NanoString, a spinoff from the Institute for Systems Biology in Seattle, introduced the first commercial version of its tool in the summer of 2008, for research only. The technology provides scientists with a digital readout on the extent to which genes are dialed on or off in a sample—what’s known as gene expression analysis. The tool has gained popularity the past couple years with academic customers, especially those at The Broad Institute of MIT and Harvard, because of its ability to help spot patterns in complex diseases like cancer where 50 or 100 genes might be perturbed instead of just one.
But Gray, a former Genzyme executive, was brought in as CEO to help the company branch out from a scientific toolmaker into a more diversified company that makes instruments for scientific and diagnostic purposes. The company moved in that direction in December 2010 when it got a license to use the PAM50 gene signature on its system, which enables doctors to look at how an array of 50 genes are expressed in a breast cancer sample. NanoString presented data a year later which said this 50-gene array was able to help researchers determine when a woman with breast cancer had a “low,” an “intermediate,” or a “high” risk of a cancer recurrence.
Those findings, presented last December at the San Antonio Breast Cancer Symposium, were the basis of NanoString’s application for regulatory approval in the EU, and they will be part of a planned application to the U.S. Food and Drug Administration, Gray says.

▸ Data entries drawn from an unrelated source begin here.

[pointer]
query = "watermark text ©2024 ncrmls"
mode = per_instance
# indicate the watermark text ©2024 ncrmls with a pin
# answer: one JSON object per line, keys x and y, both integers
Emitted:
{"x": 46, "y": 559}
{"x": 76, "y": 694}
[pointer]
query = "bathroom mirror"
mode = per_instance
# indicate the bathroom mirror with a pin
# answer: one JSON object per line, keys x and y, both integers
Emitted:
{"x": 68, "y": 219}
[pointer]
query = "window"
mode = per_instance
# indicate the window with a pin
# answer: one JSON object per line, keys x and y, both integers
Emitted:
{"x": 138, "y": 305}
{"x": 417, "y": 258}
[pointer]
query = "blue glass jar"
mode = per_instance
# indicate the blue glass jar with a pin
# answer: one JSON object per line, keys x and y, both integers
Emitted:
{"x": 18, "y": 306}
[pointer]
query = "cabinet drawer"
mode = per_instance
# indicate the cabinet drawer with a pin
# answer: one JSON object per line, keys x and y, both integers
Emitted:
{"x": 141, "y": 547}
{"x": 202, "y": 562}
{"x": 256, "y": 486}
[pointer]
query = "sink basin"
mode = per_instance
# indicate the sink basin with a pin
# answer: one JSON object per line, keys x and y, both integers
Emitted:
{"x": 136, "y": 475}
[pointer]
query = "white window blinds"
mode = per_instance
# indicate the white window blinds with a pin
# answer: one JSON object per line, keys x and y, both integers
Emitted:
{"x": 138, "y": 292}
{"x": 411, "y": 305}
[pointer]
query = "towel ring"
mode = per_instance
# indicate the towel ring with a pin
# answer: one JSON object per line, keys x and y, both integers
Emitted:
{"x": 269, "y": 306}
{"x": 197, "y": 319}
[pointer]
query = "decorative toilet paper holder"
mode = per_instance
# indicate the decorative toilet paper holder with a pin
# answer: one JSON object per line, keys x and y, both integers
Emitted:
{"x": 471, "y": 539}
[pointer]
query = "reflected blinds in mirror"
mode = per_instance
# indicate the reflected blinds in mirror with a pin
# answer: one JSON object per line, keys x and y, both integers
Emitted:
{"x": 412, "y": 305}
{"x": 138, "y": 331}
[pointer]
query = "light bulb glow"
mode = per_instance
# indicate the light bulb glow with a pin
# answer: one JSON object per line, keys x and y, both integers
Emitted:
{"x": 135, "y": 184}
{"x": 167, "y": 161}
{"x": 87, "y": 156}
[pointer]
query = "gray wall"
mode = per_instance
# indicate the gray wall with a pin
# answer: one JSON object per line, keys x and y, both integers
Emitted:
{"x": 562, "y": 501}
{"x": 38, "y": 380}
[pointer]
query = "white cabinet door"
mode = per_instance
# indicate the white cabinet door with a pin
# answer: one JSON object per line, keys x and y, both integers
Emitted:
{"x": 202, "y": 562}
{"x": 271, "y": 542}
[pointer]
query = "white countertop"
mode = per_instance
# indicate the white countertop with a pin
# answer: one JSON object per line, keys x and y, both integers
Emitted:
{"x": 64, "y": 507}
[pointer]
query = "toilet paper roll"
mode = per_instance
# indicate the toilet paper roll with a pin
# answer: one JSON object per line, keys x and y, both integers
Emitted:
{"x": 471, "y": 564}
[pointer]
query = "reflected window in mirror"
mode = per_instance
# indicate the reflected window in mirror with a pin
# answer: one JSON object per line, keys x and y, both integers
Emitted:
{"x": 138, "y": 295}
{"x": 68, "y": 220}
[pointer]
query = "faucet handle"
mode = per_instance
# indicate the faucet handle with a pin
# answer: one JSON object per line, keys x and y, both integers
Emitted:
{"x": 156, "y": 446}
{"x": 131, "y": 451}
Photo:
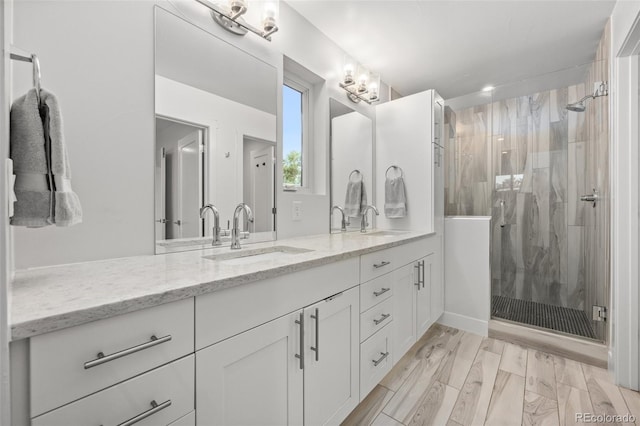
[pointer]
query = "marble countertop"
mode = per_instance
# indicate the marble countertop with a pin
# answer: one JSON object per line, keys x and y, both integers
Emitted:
{"x": 57, "y": 297}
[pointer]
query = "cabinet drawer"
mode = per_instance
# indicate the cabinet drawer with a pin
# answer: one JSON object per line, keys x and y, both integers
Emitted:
{"x": 374, "y": 264}
{"x": 229, "y": 312}
{"x": 66, "y": 365}
{"x": 373, "y": 362}
{"x": 375, "y": 319}
{"x": 375, "y": 291}
{"x": 170, "y": 388}
{"x": 188, "y": 420}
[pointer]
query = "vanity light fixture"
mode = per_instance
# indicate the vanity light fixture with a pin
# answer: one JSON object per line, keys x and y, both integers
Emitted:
{"x": 359, "y": 83}
{"x": 233, "y": 16}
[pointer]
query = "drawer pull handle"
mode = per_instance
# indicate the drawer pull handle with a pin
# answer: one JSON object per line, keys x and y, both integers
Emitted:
{"x": 102, "y": 358}
{"x": 316, "y": 348}
{"x": 382, "y": 318}
{"x": 300, "y": 356}
{"x": 381, "y": 292}
{"x": 379, "y": 360}
{"x": 155, "y": 407}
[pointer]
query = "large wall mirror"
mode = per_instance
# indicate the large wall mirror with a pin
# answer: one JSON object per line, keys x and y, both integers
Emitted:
{"x": 351, "y": 163}
{"x": 216, "y": 122}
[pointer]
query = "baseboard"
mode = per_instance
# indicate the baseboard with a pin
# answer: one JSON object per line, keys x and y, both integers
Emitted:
{"x": 464, "y": 323}
{"x": 581, "y": 350}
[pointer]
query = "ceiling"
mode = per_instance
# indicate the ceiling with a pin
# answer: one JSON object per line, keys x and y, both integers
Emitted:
{"x": 459, "y": 47}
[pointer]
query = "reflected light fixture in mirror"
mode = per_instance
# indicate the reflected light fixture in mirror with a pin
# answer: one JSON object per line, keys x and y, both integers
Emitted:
{"x": 359, "y": 83}
{"x": 237, "y": 16}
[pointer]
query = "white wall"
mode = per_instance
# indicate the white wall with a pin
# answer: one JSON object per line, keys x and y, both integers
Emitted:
{"x": 624, "y": 356}
{"x": 467, "y": 273}
{"x": 5, "y": 233}
{"x": 98, "y": 57}
{"x": 227, "y": 123}
{"x": 404, "y": 136}
{"x": 351, "y": 148}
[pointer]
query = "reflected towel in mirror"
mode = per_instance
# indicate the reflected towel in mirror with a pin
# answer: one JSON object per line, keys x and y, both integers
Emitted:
{"x": 395, "y": 200}
{"x": 356, "y": 198}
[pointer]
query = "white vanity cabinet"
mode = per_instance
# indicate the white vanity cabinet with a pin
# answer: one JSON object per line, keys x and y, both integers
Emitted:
{"x": 253, "y": 378}
{"x": 159, "y": 397}
{"x": 69, "y": 364}
{"x": 299, "y": 368}
{"x": 405, "y": 288}
{"x": 415, "y": 306}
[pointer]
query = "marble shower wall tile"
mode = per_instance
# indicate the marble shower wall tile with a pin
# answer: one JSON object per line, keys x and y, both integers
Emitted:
{"x": 539, "y": 158}
{"x": 577, "y": 128}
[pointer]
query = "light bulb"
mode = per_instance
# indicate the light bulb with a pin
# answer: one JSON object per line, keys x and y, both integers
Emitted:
{"x": 373, "y": 91}
{"x": 270, "y": 16}
{"x": 348, "y": 72}
{"x": 238, "y": 7}
{"x": 362, "y": 83}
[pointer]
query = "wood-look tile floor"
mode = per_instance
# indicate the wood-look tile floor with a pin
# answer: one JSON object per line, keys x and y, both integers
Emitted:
{"x": 453, "y": 378}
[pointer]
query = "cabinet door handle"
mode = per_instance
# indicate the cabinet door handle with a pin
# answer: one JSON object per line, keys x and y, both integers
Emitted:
{"x": 155, "y": 407}
{"x": 382, "y": 318}
{"x": 102, "y": 358}
{"x": 383, "y": 355}
{"x": 316, "y": 349}
{"x": 300, "y": 356}
{"x": 382, "y": 291}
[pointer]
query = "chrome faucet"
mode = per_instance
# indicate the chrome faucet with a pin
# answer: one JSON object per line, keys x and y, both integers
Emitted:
{"x": 344, "y": 220}
{"x": 364, "y": 223}
{"x": 235, "y": 232}
{"x": 216, "y": 222}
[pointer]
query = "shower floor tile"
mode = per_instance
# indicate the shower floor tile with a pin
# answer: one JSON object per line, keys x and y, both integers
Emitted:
{"x": 566, "y": 320}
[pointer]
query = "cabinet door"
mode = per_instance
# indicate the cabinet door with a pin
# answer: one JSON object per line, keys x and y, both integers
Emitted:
{"x": 253, "y": 378}
{"x": 404, "y": 308}
{"x": 423, "y": 295}
{"x": 437, "y": 286}
{"x": 332, "y": 361}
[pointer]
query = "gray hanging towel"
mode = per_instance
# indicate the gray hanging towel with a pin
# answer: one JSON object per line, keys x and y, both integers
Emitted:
{"x": 355, "y": 198}
{"x": 43, "y": 186}
{"x": 34, "y": 205}
{"x": 67, "y": 209}
{"x": 395, "y": 199}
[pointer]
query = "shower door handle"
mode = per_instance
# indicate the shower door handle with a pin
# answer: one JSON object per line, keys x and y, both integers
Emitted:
{"x": 590, "y": 198}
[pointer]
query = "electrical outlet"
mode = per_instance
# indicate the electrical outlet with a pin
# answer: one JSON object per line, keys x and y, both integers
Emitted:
{"x": 296, "y": 210}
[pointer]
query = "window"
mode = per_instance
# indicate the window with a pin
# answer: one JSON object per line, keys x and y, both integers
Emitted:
{"x": 292, "y": 136}
{"x": 295, "y": 135}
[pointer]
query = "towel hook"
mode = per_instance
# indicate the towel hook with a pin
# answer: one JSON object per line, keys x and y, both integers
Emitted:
{"x": 355, "y": 171}
{"x": 37, "y": 76}
{"x": 393, "y": 166}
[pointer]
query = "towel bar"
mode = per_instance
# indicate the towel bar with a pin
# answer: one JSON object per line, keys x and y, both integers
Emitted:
{"x": 393, "y": 166}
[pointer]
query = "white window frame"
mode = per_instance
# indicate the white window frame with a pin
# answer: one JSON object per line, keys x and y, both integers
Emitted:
{"x": 298, "y": 84}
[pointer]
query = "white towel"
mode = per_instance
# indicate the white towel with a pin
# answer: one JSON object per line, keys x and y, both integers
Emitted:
{"x": 356, "y": 198}
{"x": 395, "y": 200}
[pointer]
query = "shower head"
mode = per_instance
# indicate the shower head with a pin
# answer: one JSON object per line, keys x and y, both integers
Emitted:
{"x": 600, "y": 89}
{"x": 577, "y": 106}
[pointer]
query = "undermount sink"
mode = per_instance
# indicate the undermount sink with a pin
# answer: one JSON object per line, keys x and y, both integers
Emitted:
{"x": 386, "y": 233}
{"x": 243, "y": 257}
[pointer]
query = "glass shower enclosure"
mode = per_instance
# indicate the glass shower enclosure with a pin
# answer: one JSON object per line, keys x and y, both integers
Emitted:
{"x": 540, "y": 171}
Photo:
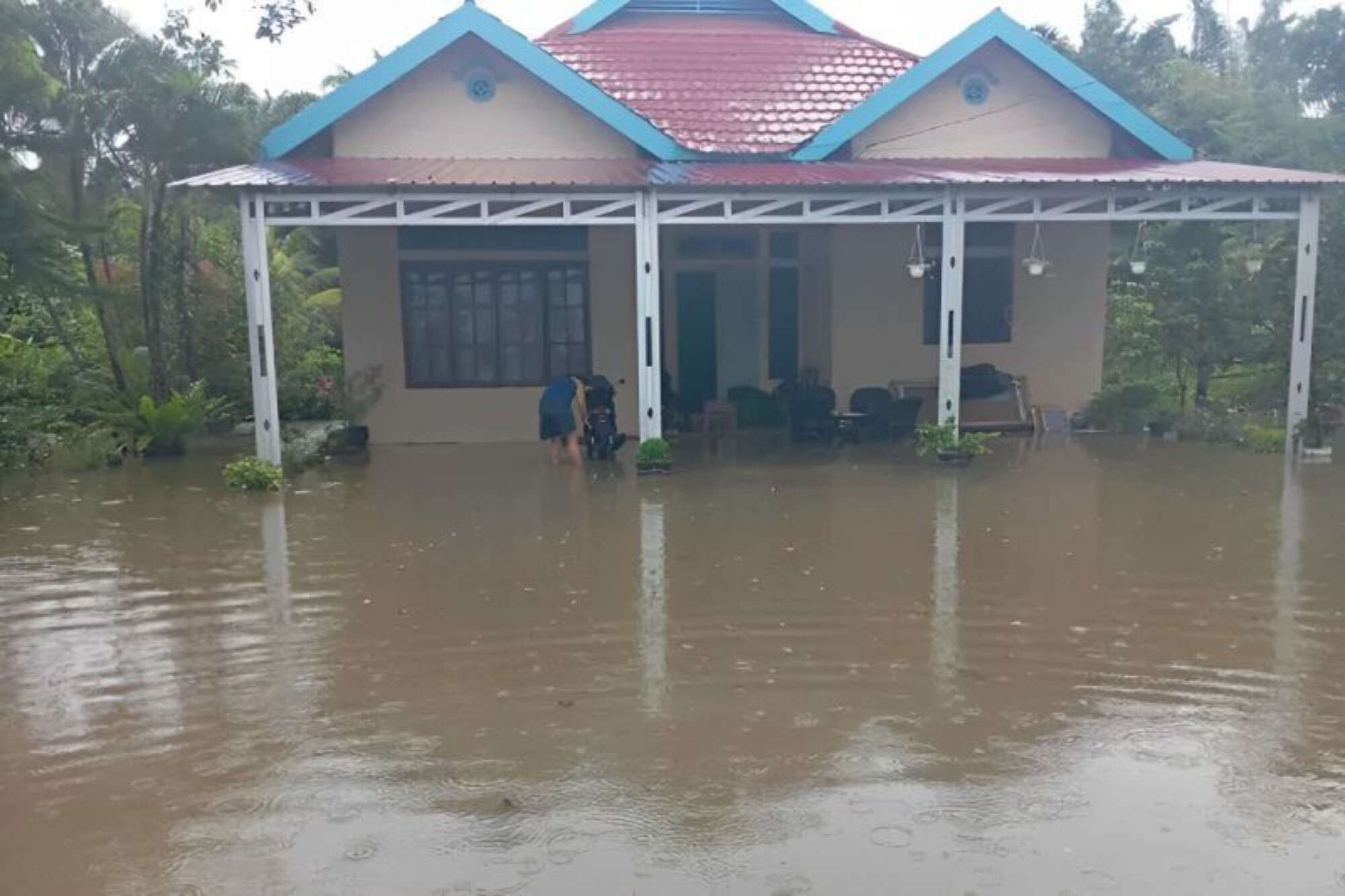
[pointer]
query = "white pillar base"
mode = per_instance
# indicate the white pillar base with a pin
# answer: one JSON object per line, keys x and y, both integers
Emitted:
{"x": 649, "y": 317}
{"x": 262, "y": 337}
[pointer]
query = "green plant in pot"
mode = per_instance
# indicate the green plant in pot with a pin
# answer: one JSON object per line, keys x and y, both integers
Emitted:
{"x": 162, "y": 428}
{"x": 953, "y": 447}
{"x": 654, "y": 455}
{"x": 358, "y": 397}
{"x": 254, "y": 474}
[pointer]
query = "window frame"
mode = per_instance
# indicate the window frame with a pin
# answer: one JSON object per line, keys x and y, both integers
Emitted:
{"x": 988, "y": 249}
{"x": 451, "y": 270}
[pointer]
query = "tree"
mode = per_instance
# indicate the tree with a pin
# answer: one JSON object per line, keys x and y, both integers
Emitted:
{"x": 170, "y": 114}
{"x": 276, "y": 17}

Those results also put NanoString in competition with a leader in the field of breast cancer diagnostics, Redwood City, CA-based Genomic Health (NASDAQ: [[ticker:GHDX]]). Genomic Health has had success in the U.S. with its Oncotype DX test, which looks at a 21-gene signature to evaluate risk of breast cancer recurrence. Besides looking at different set of genes, NanoString is planning to offer its test through a different business model. Genomic Health runs its test in a central company lab that requires doctors to ship samples from patients. NanoString, by contrast, is looking to sell its nCounter instrument to a hospital’s local pathology lab, where the physician can go down the hall to get the diagnostic work done at the same site most other clinical lab tests get done. Once the hospital buys the NanoString machine, the company will seek to make money by selling the chemical reagents that the local pathology labs will need to run each individual patient’s test.
Partly because of reluctance among European countries to pay for the Genomic Health test, and reluctance to ship samples overseas for analysis, NanoString is betting its buy-the-instrument model will have greater appeal in Europe. Gray called Europe a “greenfield” opportunity for NanoString, because so few physicians and patients have had access yet to such molecular diagnostic tests.
“The centralized lab model has been successful in the U.S., and has served patients well for some time, but it’s not globally scalable. Medicine is appropriately practiced near the patient where all other diagnostic testing is provided,” Gray says.
About 229,000 people in the U.S. are diagnosed with breast cancer each year, according to the American Cancer Society, and estimates are that a similar number of people are diagnosed annually in Europe, Gray says.